The trials are being managed by Farm Advisory Services Team managing director Tim Biddlecombe, who said "a dozen or so" English growers are currently trying the format, with many more likely to adopt it as its advantages and best management practice become apparent.
"The system's pruning cost savings range from 40 to 60 per cent," he explained. "For (standard) intensive orchards, one man will take a week to prune about one hectare. A machine will do the same area in three-to-four hours - although you still have to hand-prune every other year because the branches get thick and grow between the trees."

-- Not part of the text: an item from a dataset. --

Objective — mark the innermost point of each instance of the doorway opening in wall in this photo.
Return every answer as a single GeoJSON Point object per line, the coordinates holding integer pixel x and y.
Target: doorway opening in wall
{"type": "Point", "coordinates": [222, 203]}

The farm's production director Mark Holden said the fruit wall comprised much narrower A-shaped trees than normal, allowing row width to be reduced from a typical 3.75m for intensive orchards to 3.25m, but with the same spacing between trees of 0.8-1m depending on the variety.
The trial plot of Gala on M9 rootstock planted in November 2009 is being pruned with the farm's five-bladed circular saw four times during the season, at pink bud and six-, nineand 12-leaf stages, with comparison plots undergoing a conventional winter pruning regime.
Apart from the savings in labour, Holden said he expected the new format to also show increased yield of around 35-40 tonnes per hectare this year, as well as giving improved fruit colour and uniformity of size.
Fruit wall format Trials to continue
Horticultural Development Company knowledge transfer manager Scott Raffle said: "By running the trials over a long period we'll be able to determine the most suitable tree type, the best pruning timing and the affect of long-term mechanical pruning on tree vigour and yield.
"Some (continental) nurserymen have developed tree types for the system and we'll be looking at them in the trial being planted this winter."
The fruit wall system originated some 25 years ago in France but has since been adopted most widely in Belgium.